In case you can’t read the label, these four sides — two 78 discs — were created by the Don Byas All Stars: Byas, tenor saxophone; Buck Clayton, trumpet; Johnny Guarnieri, piano; Eddie Safranski, string bass; Denzil Best, drums, in New York City on June 27, 1945, almost seventy-five years ago.
This session has been part of my consciousness for a long time, perhaps going back before 1980. Don Byas doesn’t get his name written large in those jazz-history-trees I have seen recently, and in the taxonomy of jazz Stars of the tenor saxophone, he’s rarely noticed in the rush to oversimplify: it’s Hawk and Lester and Ben — leaving out Don, Chu Berry, Dick Wilson, Bud Freeman, Gene Sedric, Video Musso, Prince Robinson, George Auld, Herschel Evans, Eddie Miller, Buddy Tate, Robert Carroll, and many others. But Byas continues to amaze: his lovely expressive ballad playing, his indefatigable work at fast tempos, and his intense swing in general. He knew his harmonies, and his arpeggios never put a foot wrong. You might know his early work on a 1938 record date for Victor under the nominal leadership of Timme Rosenkrantz, or his classic opening solo on the 1941 HARVARD BLUES with Basie, but he made perhaps a hundred consistently realized small band sides for small independent labels between 1944-46 before leaving for Europe, where he spent the rest of his life, coming back to New York a few times before his death.
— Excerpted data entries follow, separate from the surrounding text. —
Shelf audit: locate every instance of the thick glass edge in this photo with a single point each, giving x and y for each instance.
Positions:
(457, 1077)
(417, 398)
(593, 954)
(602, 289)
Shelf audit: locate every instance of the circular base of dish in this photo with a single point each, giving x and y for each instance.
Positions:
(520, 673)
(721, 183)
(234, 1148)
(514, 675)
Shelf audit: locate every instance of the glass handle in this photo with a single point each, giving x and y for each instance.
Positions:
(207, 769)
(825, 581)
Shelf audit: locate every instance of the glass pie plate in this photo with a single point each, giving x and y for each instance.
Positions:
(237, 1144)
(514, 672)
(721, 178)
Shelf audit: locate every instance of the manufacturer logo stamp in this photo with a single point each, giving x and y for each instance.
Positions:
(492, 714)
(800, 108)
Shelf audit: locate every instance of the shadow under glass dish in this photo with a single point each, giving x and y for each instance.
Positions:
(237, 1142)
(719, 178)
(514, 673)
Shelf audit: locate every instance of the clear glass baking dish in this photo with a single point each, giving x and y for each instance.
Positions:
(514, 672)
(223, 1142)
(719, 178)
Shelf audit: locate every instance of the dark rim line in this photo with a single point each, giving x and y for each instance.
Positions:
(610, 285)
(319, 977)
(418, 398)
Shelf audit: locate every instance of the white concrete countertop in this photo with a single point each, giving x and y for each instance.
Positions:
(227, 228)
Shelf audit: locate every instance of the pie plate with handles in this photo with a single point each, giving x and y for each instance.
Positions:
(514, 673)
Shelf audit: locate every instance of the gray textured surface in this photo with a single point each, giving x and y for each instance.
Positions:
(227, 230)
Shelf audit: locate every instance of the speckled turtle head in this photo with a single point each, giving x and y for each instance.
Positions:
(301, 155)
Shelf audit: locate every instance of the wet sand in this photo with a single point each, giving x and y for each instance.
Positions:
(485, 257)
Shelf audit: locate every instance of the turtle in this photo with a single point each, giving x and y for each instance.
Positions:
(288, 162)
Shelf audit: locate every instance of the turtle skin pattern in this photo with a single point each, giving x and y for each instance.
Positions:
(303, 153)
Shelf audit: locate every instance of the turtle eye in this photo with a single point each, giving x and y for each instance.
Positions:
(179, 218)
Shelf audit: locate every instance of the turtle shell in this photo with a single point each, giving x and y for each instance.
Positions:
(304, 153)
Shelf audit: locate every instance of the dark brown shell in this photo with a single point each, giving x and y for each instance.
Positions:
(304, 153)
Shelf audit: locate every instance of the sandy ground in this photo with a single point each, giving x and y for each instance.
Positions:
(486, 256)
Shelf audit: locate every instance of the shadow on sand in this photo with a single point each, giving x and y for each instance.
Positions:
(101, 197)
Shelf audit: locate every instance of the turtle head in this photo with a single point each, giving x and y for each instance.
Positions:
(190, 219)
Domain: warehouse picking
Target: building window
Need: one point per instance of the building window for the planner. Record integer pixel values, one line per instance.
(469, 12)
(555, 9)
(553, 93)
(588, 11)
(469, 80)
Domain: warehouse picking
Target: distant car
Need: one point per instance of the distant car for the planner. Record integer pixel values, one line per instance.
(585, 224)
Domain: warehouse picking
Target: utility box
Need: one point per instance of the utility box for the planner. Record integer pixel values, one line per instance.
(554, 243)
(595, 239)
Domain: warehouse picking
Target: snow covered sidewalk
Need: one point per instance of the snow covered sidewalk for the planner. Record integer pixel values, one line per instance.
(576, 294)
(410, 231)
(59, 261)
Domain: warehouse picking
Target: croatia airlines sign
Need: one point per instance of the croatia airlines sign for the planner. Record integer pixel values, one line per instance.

On these four sides, he’s in the company of giants who also rarely get their proper recognition. Eddie Safranski, then a young bassist in Hal McIntyre’s big band, was at the start of a long career — his last recordings are in 1975 — and he played and recorded with everyone from Stan Kenton to Teresa Brewer. Denzil DaCosta Best began at the top — his playing career ended in 1962 and he died a few years later, sadly, but he also recorded with everyone from Ben Webster to George Shearing to Erroll Garner to Sheila Jordan.
Johnny Guarnieri is one of the finest pianists and musicians, but he also seems neglected. An ebullient virtuoso, he was a regular life-enhancer on small-group dates going back to the Benny Goodman Sextet: he could do so many things beautifully that he might not be well-known for his delightful swing.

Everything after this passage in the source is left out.